Knocking Around With Tony


Tony Bateup has spent over a decade showing visitors to Golden Bay the very best of the region. Together with his wife Lisa, they run Golden Bay Kayaks and are well known figures in the local community. Having a deep love for the area, Tony didn’t hesitate to accept the community liaison role for the Onetahua Restoration Project.

Tony has been busy connecting with residents and land owners in the area, introducing them to the project and garnering their support.

‘Trust and honesty are integral to the success of this project’, he says. ‘Particularly amongst landowners, who want to know who’s coming on to their property and for what purpose. We’d like to see our trappers and landowners build relationships based on trust and good faith’, says Tony. ‘Landowners will know who to expect, when to expect them and be confident that our trappers are on their land for just one reason… to trap pests! We are building mutual respect, around a common purpose of doing what’s right for the region’, says Tony.

He estimates that he is currently in talks with around 120 individuals.

‘It’s a slower process than I thought it would be’, he says, spending an average of two to three hours with each contact. ‘There was a little bit of initial confusion with another predator eradication project in the region, so there was definitely some clarification required’, he says. Tony is thorough in his consultations. He introduces the project, describes what it entails and what it will look like going forward, framing his approach around three main questions:

  • Is it a good idea to eradicate pests?
  • What kind of pests are we seeking to eradicate?
  • What methods will we use?

‘Obviously the last point is not settled yet, and the feasibility study from Ahikā will shed some light on how we go about that, but in the mean time, I am equipping residents with all the information we have now.’ Tony expects to have completed this first round of talks by Christmastime. ‘Once we have decided on our methods, I’ll be conducting another round of consultations, focussing on those affected, and seeking their thoughts.

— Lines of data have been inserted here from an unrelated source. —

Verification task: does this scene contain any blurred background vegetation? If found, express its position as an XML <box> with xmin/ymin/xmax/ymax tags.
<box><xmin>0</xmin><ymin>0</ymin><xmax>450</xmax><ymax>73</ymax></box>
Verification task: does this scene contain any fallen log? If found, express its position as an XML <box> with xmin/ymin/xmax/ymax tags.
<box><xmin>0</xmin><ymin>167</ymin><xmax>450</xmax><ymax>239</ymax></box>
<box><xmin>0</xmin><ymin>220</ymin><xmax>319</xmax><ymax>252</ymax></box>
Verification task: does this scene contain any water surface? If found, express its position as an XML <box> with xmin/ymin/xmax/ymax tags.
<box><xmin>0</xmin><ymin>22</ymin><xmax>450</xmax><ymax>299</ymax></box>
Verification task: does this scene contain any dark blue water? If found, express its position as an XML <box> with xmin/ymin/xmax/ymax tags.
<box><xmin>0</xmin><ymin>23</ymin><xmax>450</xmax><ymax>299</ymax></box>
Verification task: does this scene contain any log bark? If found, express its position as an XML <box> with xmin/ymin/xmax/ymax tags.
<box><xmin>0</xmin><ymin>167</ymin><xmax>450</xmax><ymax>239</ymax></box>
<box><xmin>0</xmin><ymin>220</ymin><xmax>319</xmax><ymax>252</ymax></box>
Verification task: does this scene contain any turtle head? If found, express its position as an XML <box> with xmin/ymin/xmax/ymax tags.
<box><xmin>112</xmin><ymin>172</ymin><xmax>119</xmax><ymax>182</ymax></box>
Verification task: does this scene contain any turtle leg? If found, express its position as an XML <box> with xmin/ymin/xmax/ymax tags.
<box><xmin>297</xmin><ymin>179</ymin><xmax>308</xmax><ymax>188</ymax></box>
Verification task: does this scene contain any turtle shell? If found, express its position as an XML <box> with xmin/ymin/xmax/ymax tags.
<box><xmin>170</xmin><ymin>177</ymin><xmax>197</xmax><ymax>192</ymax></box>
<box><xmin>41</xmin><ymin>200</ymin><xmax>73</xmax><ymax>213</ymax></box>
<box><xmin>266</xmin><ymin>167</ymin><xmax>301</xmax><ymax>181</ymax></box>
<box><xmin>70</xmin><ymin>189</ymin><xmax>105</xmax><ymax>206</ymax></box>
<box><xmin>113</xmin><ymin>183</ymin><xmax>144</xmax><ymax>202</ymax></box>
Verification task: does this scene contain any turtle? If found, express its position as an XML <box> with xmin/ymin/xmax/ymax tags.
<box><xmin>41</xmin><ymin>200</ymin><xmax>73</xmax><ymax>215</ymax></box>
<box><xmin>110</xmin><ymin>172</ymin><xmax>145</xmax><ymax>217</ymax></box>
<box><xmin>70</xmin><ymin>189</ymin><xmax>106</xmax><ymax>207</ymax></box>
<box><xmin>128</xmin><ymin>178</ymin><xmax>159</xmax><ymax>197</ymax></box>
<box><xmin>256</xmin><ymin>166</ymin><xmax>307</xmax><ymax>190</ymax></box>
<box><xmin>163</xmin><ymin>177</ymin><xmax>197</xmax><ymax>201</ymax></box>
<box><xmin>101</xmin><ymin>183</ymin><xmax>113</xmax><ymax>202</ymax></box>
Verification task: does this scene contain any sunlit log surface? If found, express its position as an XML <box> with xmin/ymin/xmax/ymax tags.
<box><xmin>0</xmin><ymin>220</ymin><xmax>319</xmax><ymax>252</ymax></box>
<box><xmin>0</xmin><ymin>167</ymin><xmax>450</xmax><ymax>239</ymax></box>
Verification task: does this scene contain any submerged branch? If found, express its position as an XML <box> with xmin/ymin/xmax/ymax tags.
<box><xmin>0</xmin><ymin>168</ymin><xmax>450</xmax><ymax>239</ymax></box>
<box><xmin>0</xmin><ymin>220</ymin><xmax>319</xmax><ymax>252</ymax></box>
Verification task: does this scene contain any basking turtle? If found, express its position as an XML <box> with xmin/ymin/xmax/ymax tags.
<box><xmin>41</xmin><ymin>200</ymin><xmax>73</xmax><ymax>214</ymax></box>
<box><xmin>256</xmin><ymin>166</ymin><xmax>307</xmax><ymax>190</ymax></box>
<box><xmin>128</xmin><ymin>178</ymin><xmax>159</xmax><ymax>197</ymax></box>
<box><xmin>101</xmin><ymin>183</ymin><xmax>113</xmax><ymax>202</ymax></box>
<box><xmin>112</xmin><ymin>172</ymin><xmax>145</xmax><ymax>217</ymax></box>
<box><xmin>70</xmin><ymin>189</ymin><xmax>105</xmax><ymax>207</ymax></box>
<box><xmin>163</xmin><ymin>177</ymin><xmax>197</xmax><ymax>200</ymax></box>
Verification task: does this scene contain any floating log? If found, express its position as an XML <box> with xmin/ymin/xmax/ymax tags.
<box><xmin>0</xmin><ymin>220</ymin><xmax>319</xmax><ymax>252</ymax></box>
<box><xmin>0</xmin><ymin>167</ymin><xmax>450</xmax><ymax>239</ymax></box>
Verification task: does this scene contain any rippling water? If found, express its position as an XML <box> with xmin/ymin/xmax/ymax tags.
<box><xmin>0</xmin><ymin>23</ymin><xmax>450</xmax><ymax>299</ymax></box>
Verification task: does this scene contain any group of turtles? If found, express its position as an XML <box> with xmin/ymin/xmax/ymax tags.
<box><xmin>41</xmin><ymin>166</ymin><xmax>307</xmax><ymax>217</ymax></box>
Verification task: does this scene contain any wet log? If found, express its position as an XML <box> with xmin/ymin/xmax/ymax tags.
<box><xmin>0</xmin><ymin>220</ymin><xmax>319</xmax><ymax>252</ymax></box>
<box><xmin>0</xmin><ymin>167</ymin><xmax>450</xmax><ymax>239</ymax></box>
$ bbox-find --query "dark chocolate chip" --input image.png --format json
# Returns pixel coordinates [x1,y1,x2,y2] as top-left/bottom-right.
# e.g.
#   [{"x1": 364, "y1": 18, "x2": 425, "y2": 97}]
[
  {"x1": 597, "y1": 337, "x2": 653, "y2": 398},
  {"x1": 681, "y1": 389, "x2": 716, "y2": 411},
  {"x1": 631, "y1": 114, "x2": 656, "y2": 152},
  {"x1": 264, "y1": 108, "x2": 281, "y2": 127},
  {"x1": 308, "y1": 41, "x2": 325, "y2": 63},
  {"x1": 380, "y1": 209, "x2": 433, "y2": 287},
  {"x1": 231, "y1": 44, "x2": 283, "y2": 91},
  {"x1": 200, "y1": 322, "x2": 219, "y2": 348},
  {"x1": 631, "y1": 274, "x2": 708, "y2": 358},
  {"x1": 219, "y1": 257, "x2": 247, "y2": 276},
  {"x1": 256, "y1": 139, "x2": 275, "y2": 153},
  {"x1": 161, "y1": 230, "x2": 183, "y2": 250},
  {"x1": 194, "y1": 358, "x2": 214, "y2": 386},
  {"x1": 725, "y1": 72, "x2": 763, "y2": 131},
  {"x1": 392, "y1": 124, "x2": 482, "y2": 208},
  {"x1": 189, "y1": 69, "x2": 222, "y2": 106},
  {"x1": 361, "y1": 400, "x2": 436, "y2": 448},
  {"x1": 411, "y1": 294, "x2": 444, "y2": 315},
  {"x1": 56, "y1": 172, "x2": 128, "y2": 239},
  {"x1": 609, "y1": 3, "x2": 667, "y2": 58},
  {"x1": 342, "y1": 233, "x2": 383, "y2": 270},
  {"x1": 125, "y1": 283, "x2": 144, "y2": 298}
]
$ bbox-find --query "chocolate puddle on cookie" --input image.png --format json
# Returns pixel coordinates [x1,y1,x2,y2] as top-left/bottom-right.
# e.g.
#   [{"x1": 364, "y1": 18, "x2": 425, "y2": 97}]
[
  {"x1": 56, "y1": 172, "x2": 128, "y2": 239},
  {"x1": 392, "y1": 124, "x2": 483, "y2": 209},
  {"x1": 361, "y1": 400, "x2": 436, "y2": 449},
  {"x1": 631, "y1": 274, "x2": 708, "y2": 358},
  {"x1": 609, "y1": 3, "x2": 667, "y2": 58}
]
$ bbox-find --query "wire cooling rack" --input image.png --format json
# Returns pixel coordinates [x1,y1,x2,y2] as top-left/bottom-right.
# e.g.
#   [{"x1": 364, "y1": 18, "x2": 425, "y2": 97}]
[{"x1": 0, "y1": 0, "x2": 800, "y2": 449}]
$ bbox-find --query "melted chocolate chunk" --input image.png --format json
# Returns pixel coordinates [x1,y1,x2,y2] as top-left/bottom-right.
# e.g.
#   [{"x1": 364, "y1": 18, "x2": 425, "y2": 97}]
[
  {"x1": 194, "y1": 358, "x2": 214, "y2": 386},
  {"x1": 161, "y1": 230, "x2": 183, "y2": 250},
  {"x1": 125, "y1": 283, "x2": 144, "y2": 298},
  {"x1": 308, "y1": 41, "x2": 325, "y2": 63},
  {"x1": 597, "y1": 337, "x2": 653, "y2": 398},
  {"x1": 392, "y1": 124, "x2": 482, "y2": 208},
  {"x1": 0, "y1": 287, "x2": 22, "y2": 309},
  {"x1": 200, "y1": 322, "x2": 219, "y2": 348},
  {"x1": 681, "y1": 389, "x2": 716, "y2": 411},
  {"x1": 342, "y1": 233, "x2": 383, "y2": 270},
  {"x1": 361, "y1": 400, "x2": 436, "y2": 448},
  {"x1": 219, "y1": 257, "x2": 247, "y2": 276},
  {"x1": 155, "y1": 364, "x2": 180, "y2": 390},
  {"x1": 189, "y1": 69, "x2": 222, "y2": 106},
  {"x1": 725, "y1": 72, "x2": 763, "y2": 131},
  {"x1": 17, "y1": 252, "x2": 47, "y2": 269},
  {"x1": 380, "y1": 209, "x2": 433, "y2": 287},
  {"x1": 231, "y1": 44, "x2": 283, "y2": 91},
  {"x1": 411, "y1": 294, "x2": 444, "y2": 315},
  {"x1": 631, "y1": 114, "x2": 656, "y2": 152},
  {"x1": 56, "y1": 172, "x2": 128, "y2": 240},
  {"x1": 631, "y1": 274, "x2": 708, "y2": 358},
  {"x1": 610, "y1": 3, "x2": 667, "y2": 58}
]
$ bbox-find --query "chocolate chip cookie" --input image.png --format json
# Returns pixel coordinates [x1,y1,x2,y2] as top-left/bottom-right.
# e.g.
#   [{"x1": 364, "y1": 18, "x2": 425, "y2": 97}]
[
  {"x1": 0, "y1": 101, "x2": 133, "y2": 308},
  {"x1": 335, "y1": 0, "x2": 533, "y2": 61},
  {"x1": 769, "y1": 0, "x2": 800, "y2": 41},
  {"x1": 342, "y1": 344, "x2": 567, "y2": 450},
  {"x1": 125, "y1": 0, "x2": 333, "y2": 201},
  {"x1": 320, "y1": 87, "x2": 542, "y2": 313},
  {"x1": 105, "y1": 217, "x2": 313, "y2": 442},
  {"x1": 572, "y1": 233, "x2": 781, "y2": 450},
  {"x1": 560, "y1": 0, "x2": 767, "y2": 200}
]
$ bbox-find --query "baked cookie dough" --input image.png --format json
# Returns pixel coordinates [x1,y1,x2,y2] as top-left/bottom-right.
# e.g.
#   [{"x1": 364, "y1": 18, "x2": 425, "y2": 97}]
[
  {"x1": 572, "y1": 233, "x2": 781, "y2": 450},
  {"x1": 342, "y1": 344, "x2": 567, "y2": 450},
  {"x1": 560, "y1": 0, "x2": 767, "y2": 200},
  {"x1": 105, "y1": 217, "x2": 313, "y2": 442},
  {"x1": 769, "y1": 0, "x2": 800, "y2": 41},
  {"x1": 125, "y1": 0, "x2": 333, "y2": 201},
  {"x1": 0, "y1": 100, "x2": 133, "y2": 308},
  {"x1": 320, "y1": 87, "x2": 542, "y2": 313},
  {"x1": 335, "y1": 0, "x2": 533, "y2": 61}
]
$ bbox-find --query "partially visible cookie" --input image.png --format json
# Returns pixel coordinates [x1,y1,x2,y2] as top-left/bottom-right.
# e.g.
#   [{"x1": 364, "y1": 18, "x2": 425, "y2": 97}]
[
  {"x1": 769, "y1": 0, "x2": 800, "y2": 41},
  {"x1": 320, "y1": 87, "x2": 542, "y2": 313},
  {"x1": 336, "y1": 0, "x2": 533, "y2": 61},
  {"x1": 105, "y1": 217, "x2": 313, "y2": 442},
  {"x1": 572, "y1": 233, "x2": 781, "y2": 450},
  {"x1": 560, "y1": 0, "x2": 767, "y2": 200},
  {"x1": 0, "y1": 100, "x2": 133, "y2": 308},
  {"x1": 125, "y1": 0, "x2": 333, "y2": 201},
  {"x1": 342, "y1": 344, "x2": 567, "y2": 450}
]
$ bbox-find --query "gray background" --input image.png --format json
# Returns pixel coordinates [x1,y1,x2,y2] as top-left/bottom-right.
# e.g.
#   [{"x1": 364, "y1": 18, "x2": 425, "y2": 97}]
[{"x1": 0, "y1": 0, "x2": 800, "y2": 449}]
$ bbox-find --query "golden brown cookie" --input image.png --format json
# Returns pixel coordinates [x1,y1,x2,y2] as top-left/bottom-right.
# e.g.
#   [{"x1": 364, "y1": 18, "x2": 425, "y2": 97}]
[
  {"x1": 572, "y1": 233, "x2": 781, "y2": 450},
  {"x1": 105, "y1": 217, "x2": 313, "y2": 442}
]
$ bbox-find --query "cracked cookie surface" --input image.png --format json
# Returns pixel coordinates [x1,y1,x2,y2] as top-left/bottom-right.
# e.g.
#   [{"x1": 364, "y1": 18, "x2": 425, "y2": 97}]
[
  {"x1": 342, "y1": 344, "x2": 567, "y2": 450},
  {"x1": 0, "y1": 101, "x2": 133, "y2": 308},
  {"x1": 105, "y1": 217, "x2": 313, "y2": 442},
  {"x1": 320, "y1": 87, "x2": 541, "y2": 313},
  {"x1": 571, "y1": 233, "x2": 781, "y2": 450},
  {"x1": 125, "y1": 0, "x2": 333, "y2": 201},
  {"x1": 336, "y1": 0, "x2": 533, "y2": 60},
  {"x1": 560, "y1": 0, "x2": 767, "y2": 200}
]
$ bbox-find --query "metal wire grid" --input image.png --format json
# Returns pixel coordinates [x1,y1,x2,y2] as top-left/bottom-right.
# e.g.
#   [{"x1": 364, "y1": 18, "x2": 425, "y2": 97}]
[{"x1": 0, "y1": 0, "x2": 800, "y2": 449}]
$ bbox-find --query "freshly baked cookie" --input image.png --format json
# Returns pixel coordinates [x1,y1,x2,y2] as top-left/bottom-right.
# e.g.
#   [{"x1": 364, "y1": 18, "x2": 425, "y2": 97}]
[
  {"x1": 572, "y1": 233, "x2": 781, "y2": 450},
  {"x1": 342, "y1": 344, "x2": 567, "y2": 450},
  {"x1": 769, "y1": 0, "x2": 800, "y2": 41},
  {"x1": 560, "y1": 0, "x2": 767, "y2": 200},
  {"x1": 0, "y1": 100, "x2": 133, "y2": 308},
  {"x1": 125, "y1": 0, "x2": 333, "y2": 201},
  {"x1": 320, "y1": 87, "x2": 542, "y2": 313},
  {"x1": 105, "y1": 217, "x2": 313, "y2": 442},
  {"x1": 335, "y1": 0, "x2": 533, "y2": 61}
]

So how is it going? ‘Really well’, he says. ‘There’s a lot of support for the project and I’ve been blown away at just how many people are already trapping or using bait stations on their own properties. That shows that people genuinely care and that we are all on the same page – we are all fully aware of how special this place is and how we all need to protect it.’

Tony is really excited about the prospect of reintroducing native birds to the area, but he’s also enjoying meeting new people and reconnecting with old friends from long ago. He hasn’t run into any old girlfriends yet, but if he does, he says he’ll let us know.